The winds of change have blown through the medical community with a vengeance in the last 25 years. Managed care has turned medicine upside down. Dramatically lower fees and higher overhead expenses have made us work doubly hard just to maintain some level of consistency in our practice. Just as we have seen in the hospital community, economic necessity has made some strange bedfellows.
Hospitals and outpatient centers, who previously may have been formidable competitors, have now become partners. Some specialty groups, such as anesthesiologists, vascular surgeons and primary care practitioners, have merged to reduce overhead expenses and capture increased patient population.
Podiatric medicine is no exception. I have seen several groups of podiatrists, who previously were aggressive competitors, suddenly merge into large single specialty groups to decrease their costs and increase their geographic area to capture a larger patient population. We have all managed to survive.

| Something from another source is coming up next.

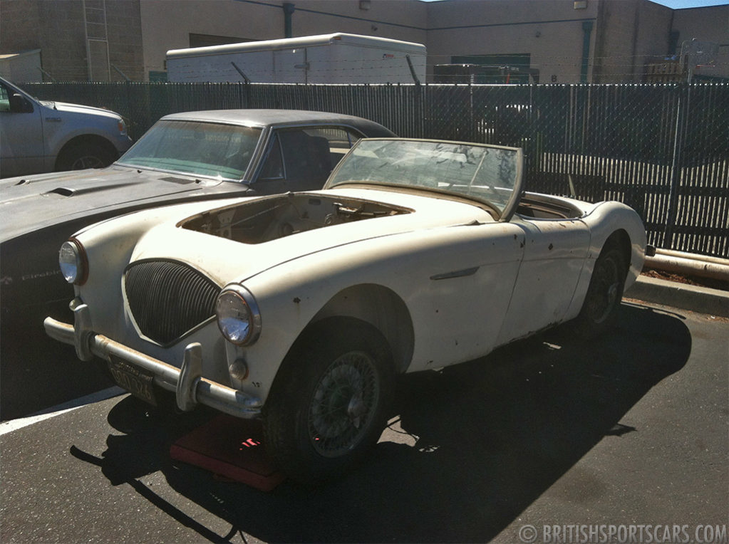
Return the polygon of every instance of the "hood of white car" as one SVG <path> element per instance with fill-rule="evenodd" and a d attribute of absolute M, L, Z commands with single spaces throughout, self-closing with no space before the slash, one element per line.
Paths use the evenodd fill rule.
<path fill-rule="evenodd" d="M 185 219 L 181 218 L 151 229 L 137 243 L 130 261 L 179 261 L 190 264 L 223 285 L 232 281 L 243 281 L 284 262 L 365 240 L 430 228 L 494 222 L 488 212 L 479 206 L 412 194 L 342 189 L 306 194 L 314 199 L 321 197 L 345 202 L 346 199 L 361 199 L 403 211 L 391 216 L 314 228 L 254 243 L 182 228 L 181 225 L 185 223 Z"/>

An emerging but less common trend in podiatric medicine is the development of multispecialty practices. Why is this trend becoming more popular? In no small way, diabetic care and wound care have played a major role. Diabetic foot medicine and wound care have done more to bring podiatric medicine into the mainstream medical community than any other venue we have ever seen since our profession began. We have become a “natural fit.”
With the increase in multidisciplinary conferences, such as the American Diabetes Association’s Foot Council meetings and the Wound Healing Society meetings, we, as a group of specialists, have had ever increasing exposure to other specialties. They see we have value to bring to the table. Certainly, wound care is not the only “fit” for us. It may be the most natural fit, however. Podiatric sports medicine, orthopedic medicine and geriatric medicine are also viable areas in which to explore multispecialty care.